When we decorated the lounge, because my OH built the bar area (yes we have a bar/mini pub in our lounge) we wanted flock wallpaper. glad we only done half the room as it was £50 a roll!!!


----------



## Diabeticliberty (Sep 15, 2016)

Marsbartoastie said:


> 'Wallpaper' and 'interesting'...the two words are synonymous in my (sample) book.
> 
> Yours sincerely
> Mrs Anna Glipta




Anna Glipta pray tell have you eve been laid over a pasting table


----------



## Marsbartoastie (Sep 15, 2016)

Diabeticliberty said:


> Anna Glipta pray tell have you eve been laid over a pasting table


Well that's the standard method employed by decorators for coating things in thick sticky goo...I mean glue.


----------



## Diabeticliberty (Sep 15, 2016)

Marsbartoastie said:


> Well that's the standard method employed by decorators for coating things in thick sticky goo...I mean glue.



I bet you a tenner that I can get a lifetime ban off here before you do


----------



## Marsbartoastie (Sep 15, 2016)

Diabeticliberty said:


> I bet you a tenner that I can get a lifetime ban off here before you do


I have to go to work now...so mercifully that lets me off the hook.  Phew!


----------



## Andy HB (Sep 15, 2016)

I'm just amazed at the number of euphemisms you lot are capable of!


----------



## Marsbartoastie (Sep 15, 2016)

Andy HB said:


> I'm just amazed at the number of euphemisms you lot are capable of!

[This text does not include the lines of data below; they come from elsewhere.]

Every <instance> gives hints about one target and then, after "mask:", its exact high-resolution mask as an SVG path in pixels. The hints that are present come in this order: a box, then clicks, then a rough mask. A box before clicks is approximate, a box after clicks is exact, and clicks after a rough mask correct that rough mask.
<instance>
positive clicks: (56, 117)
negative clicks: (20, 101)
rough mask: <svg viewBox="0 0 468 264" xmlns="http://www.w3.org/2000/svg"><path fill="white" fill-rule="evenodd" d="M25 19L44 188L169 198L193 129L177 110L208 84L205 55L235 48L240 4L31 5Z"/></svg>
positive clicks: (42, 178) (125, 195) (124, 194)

Hey Andy.  A new forum 'bar' has just been refurbished and reopened.  You can find the link in the Birmingham Forum Meet thread.  Pop in when you fancy a bit of pub talk...or just a quiet drink in the snug.


----------



## Stitch147 (Sep 15, 2016)

Andy HB said:


> I'm just amazed at the number of euphemisms you lot are capable of!


Im not!!!


----------



## Northerner (Sep 23, 2016)

Oops!


----------



## Diabeticliberty (Sep 26, 2016)

Stitch147 said:


> Im not!!!




Stitch, I hope that you don't include my horse in the Euphemistic Ten Past Three At Chepstow Races? You of all people know by now that I am a clean living, clean thinking, clean talking clean shaven choirboy. Don't  let the forum darkside tell you otherwise


----------



## Stitch147 (Sep 26, 2016)

Hahaha!!! Sorry DL, that almost made me fall off my chair reading that!


----------



## Diabeticliberty (Sep 26, 2016)

Stitch147 said:


> Hahaha!!! Sorry DL, that almost made me fall off my chair reading that!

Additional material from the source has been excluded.